I was about to show off this rarefied skill when the passenger door was flung open, an apologetic whisper of ‘we didn’t know what else to do with him’ and an elderly interloper was shoved into the seat beside me.

My ‘celebrity’ passenger turned out to be anything but. He was a relative of a Vauxhall high up and had clearly talked himself into the old car with the aim of ‘taking a ride’. Dressed in a wholly inappropriate garb of modern plastic storm parka, terrible canvas pumps and beanie hat, he announced himself a nervous  passenger and he’d be telling me to slow down the whole way to Chester…

Andrew rates the Prince Henry as an absolutely fabulous machine and a true driver's car

Hum, with just a day to drive across the Welsh marches I wasn’t terribly sympathetic. Statistics prove that a Prince Henry would be hard pressed in a drag with a Citroën 2CV, but that not only misses the point, but fails to take in the amount you have to do in this car to drive it without roars of gear pain, spurts of vital fluids from the wrong places or maddened graunches. Double declutching up the four-speed ‘box gets us early cut into second gear out of Welshpool and I gunned the White and Poppe carburettor as we charged away into the marches like latter-day bank robbers.

My passenger’s barked commands quickly distilled into a squawked ‘Help meeth’ as we hurled onto quiet B-roads, going ever faster. With a rolling chassis price of £525 (£50,000 in today’s values), Vauxhall guaranteed a 90mph top speed when the Prince Henry was fitted to a single-seat chassis. We were far short of that, but I hope I gave a spirited drive. These were the roads which Pomeroy designed this car for, and with observation and pluck you could thread it down a winding road as near to the top speed as makes no difference. My passenger croaked like Jeremy Fisher with his leg caught in a weasel’s teeth.

The thing about very old cars is you have to surprise them into a bend as once in the corner, the body roll locks the I-Beam front suspension so stiffly the wheel is almost immoveable. Not so the Prince Henry in which the steering, the throttle and the front brakes are all equally valid means of altering attitude and cornering. After your initial trepidation and cackhandedness, it’s an absolutely fabulous machine which talks to you in the way of the best sports cars of the later parts of the century.

Mile upon mile I drove, a watery sun appeared and when we arrived in the county town of Chester in the very late afternoon, my speechless passenger was helped away by sympathetic friends. My day was done and the old Vauxhall and I were enjoying a quiet reverie when a soft voice asked how things had gone that day. I told him all about it.

‘Like Mr Toad, then,’ he laughed as I recounted the rain pooling in the buttons of the Chesterfield upholstered rear bench seat, the hissing of rain water on the exhaust manifolds, the steadfast performance of the old car and my squawking passenger.

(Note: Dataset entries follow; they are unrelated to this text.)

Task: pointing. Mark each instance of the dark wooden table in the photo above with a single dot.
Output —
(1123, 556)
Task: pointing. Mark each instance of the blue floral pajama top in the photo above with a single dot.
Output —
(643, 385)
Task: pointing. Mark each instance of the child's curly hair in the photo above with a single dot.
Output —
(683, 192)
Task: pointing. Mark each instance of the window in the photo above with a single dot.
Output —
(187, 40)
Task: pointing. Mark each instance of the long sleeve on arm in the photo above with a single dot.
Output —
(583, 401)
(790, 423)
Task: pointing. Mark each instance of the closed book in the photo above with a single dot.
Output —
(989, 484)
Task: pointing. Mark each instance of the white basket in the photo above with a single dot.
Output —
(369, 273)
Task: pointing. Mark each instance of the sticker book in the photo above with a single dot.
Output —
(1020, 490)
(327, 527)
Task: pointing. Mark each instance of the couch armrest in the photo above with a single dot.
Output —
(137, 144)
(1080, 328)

‘You know we had to buy him two brandies to calm him down,’ he said.

I nodded and hung my head, like a recalcitrant toad.

‘I think we’d better take it away from you before you make any more mischief,’ he said, ‘but well done’.

They took the Prince Henry away on a trailer as there was no one else there qualified to drive it; I felt as though I’d lost a very old friend.

Since then, I’ve driven that old Prince Henry across Europe, up the hill at Goodwood and on several other occasions. It feels like an old Labrador and almost wags itself with anticipation when I draw near. But nothing comes close to our joint mischief making that wet day almost 20 years ago.

Porsche fans like to think the 27/80 Austro Daimlers were the first sports cars, but they’re in a minority. The Prince Henry begat the fabled 30/98 and cemented Pomeroy as a genius, but it also set a standard of qualities still required of a sports car today.